The three countries through
which the 1,767 kilometer pipeline will pass -
Azerbaijan, Georgia and Turkey - are all desperate to
finish the BTC on time. Turkey owes a fortune to the
International Monetary Fund. Georgia survives thanks to
American handouts. Azerbaijan courted international
lenders by setting up a state oil fund to use oil
revenues to the benefit of future generations.
Officially, the BTC will cost $2.95 billion, 30 percent
financed by the consortium and 70 percent borrowed. It
has already spiraled upwards to $3.7 billion, and
counting.
A British-based BTC campaign is
extremely concerned with the high stakes game around
BTC. It has stressed how BP extracted an international
treaty to back its investment. BTC is subject to an
Inter-Governmental Agreement (IGA) between Azerbaijan,
Georgia and Turkey - "but drafted by BP's lawyers", as
well as an individual Host Government Agreement (HGA)
between each of the three governments and the BP-led
consortium: "These agreements have largely exempted BP
and its partners from any laws in the three countries -
present or future - which conflict with the company's
project plans. The agreements allow BP to demand
compensation from the governments should any law
(including environmental, social or human rights law)
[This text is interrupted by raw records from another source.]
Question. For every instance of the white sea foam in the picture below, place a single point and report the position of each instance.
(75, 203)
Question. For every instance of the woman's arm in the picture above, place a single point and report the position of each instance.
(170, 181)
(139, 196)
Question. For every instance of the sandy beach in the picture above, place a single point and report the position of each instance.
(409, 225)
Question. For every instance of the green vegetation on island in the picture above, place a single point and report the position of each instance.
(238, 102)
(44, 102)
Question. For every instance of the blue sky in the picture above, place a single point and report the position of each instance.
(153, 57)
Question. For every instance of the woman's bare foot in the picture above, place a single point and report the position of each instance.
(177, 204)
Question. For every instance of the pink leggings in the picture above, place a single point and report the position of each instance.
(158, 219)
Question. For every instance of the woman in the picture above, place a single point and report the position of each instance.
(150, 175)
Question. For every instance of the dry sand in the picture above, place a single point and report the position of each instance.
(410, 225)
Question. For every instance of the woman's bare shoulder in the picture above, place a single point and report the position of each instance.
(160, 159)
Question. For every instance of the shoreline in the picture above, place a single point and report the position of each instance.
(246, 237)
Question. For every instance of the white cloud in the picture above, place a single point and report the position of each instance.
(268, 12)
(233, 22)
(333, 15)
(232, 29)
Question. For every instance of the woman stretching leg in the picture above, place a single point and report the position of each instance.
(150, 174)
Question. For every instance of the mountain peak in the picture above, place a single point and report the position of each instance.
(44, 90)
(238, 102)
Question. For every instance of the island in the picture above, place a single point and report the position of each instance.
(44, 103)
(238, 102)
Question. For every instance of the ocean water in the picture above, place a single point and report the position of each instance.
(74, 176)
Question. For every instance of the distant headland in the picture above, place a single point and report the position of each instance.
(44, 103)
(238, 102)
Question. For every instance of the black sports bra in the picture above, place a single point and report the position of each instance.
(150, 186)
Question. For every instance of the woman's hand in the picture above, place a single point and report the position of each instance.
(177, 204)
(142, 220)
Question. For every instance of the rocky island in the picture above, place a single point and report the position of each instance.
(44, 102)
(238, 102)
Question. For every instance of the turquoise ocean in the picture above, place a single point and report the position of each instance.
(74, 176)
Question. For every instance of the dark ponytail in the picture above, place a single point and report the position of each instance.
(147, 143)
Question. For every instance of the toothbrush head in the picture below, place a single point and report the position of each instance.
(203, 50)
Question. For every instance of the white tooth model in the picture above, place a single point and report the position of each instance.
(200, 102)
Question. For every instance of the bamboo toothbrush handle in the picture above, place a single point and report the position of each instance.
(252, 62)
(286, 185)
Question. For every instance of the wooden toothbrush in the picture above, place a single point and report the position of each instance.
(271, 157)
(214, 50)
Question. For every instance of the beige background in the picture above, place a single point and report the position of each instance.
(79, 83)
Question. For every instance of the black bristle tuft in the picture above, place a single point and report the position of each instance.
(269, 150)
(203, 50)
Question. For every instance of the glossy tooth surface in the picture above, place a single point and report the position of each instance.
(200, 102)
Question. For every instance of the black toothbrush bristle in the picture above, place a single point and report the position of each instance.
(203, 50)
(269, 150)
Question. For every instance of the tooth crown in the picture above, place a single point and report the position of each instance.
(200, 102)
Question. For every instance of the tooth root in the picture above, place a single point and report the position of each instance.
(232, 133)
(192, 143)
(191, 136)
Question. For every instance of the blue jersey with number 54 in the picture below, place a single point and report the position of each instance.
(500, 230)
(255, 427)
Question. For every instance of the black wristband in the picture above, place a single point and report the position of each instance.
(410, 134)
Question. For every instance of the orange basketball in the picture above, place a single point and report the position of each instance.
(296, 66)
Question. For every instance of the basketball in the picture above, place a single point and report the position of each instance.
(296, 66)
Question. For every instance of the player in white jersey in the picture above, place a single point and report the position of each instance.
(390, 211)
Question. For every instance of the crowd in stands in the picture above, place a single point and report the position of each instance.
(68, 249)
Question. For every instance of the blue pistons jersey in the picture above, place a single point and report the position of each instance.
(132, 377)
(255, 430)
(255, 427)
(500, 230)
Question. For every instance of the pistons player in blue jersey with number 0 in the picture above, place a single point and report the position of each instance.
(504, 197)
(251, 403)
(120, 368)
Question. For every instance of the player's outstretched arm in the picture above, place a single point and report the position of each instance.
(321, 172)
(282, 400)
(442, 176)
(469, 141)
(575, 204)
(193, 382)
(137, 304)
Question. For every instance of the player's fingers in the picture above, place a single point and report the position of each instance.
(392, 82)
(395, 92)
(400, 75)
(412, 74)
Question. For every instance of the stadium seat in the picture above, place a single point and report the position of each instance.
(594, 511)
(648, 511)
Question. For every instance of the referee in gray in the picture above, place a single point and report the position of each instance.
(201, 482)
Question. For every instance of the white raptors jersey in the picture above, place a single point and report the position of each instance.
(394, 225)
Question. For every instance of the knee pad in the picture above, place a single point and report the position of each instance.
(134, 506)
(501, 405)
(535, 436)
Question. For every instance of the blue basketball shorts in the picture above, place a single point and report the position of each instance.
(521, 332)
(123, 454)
make the pipeline less profitable." The agreements have
for these reasons been described by non-governmental
organizations as "colonialist".
BTC's design is
a masterpiece of power politics, although it makes no
sense, as the most cost-effective route would be via
Iran. BTC slices Azerbaijan in half from east to west,
then slices Georgia in half almost from east to west
before taking a dip south, bypassing probably
secessionist Ajaria and slicing Anatolia diagonally from
the northeast towards the south. The BTC campaign points
out that "in the case of Turkey, the country would be
effectively divided into three: the area where Turkish
law applies; the Kurdish areas under official or de
facto military rule; and a strip running the entire
length of the country from north to south, where BP is
the effective government". These issues obviously do not
concern cheerful British BP employees downing their
pints at the Britannia pub at the Baku Hyatt.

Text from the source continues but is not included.